Of course what the reader wants to know is about the alleged sexual abuse of these children, which doesn't get addressed at all until the very end. Late in the story, which was full of footnotes with explanations by Kubodera, a footnote says that he decided as editor to remove the next passage. Ok. But then he presents that missing passage at the very end, and it is the part of Perina's story that addresses the abuse. I don't know what Yanagihara thought would be gained by leaving it out and then including it just a few pages later, but whatever it was I don't think it worked. Also, I don't understand why both Perina and Kubodera insist on Perina's innocence.

But it's hard to know what Perina thought or felt about anything. He tells his story in such a logical way, and it is clear that he doesn't have a normal range of human emotions, nor does he seem to have any sort of moral or ethical beliefs. This might be a good spot to mention the many instances of animal cruelty described in the book, which I found very unpleasant and which Perina is completely unbothered by. He is a scientist through and through and only wants knowledge and data and clearly does not care who is hurt in order to get it. He also talks about the people he studies as "backwards" and describes them in ways that are unfeeling at best, often mentioning how ugly people are. I often like an unpleasant characters, but his schtick wore pretty thin. Possibly because I am tired of old white men who feel entitled to do whatever they want to anyone they want and he is just one more of these. We have enough of those in real life, I don't need more of them (and from a female author, no less.)

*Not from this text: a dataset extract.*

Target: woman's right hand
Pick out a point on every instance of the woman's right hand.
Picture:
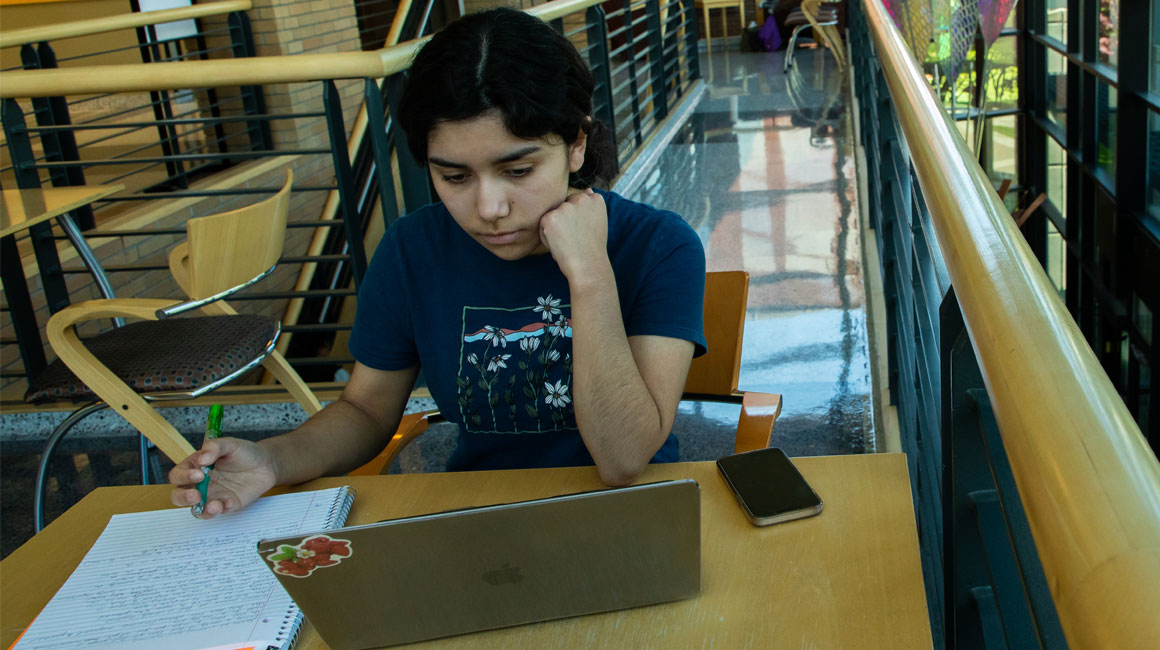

I read Yanagihara's other book, A Little Life, and loved it. Loved it. I knew this was going to be a very different book, and did not go into it expecting it to be anything like her second book. But I did hope it would be good, and populated with compelling characters, and in that I was disappointed. About halfway through I actually considered putting it down, but decided to continue, and I kind of wish I hadn't. The story has a great premise but the execution really fell flat.

1 comment:

Unknown said...

I had the same feelings. I don't why the story had to be so coy about whether Perina committed the abuse. He was a privileged entitled white guy who obviously looked down on the island people, so yeah, in my mind, of course he did it.